General mining info for ASICS
Typically ASICs will mine nonces first, but now they are so fast they have to mine more things,
in terms of cheapness ntime is good and versions are good due to ASICBOOST.

The general hierarchy is
hash boards -> chips -> cores

The older chips (Bitaxe Max), were supplied midstates
BM1397
the bitcoin header is to big to fit in 1 SHA compression so its split into 2

block0 block1
[midstate0][0,2,3,....]
[midstate1][0,2,3,....]
[midstate2][0,2,3,....]
[midstate3][0,2,3,....]
the purpose is share the message scheduler of SHA1 (first sha second block)
but this budens the controller to send work very fast to the chips

anyway there were 4 midstates and 672 small cores
so that means 168 cores on the chip each core does a independant search on the nonce range
core0 [0,2,3,....]
core1 [0,2,3,....] * offset1
...
core167 [0,2,3,....] * offset167

but how do we divide 168 cores into 2^32, we cant so this means there is a hole in the search.
168/256 = ~62.5% of the nonce space is covered due to the HW cores

in more recent BITMAIN chips
BM1370 we have version rolling

with version rolling
we manipulate the nversion field so we have more space to search, we have 2^16 available values
the BM1370 has 128 cores and 2040 small cores, there are 8 cores missing, 4 cores are missing on core 15 and 4 on core 127
these are the version generators

now our pipeline is more advanced
we generate 16 versions and supply then to each core
core 0 [0,1,2,3,....]
...
core 127 [0,1,2,3,....] * offset128
then we repeat, until 2^16 have run out or 4096 iterations.

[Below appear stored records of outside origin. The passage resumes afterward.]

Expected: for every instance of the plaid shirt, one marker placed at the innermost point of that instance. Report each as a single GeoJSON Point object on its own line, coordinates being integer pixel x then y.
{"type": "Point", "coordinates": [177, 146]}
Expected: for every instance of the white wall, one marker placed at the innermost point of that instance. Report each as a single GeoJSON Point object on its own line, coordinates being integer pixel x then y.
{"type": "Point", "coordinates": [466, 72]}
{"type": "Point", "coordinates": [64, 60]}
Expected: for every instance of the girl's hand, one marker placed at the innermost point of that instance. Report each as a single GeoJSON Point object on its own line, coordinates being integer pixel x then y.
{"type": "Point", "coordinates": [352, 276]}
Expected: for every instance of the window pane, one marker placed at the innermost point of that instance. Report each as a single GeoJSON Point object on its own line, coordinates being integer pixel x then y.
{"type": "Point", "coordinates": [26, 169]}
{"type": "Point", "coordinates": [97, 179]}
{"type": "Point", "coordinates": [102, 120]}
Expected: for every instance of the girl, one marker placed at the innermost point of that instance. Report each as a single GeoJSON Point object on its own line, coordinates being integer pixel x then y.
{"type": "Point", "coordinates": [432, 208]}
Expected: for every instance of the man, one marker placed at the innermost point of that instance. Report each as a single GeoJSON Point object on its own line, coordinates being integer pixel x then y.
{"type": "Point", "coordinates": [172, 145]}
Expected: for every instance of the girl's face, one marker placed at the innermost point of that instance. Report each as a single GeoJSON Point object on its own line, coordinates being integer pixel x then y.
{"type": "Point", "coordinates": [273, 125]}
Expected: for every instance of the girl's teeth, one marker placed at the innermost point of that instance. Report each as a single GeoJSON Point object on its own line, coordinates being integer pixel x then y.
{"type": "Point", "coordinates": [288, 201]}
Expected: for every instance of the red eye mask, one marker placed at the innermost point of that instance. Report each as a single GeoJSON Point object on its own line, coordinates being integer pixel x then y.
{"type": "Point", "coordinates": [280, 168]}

Finally these ideas easily extend to multiple chips
when we have multiple chips we must also divide the nonce/version space per chip, then we can parellize.

CHIP 0
core n CHIP0 offset + [0,1,2,3,....] * n

CHIP 1
core n CHIP1 offset + [0,1,2,3,....] * n

In a simple system we have the following equation
time = size / freq
the PR tries to figure out the above timeout equation for different configurations

Finally, the nonce and version space is configurable as well.
currently in ESP-miner the nonce range is roughly 1/64

To control nonces we need hash counting number register
The hcn is a nonce limiter, and after it completes and restarts a new version is generated

figuring out the Maximum HCN is a solution to a dynamic equation, this enables setting the whole nonce space for different frequencies, chip length chains and core counts.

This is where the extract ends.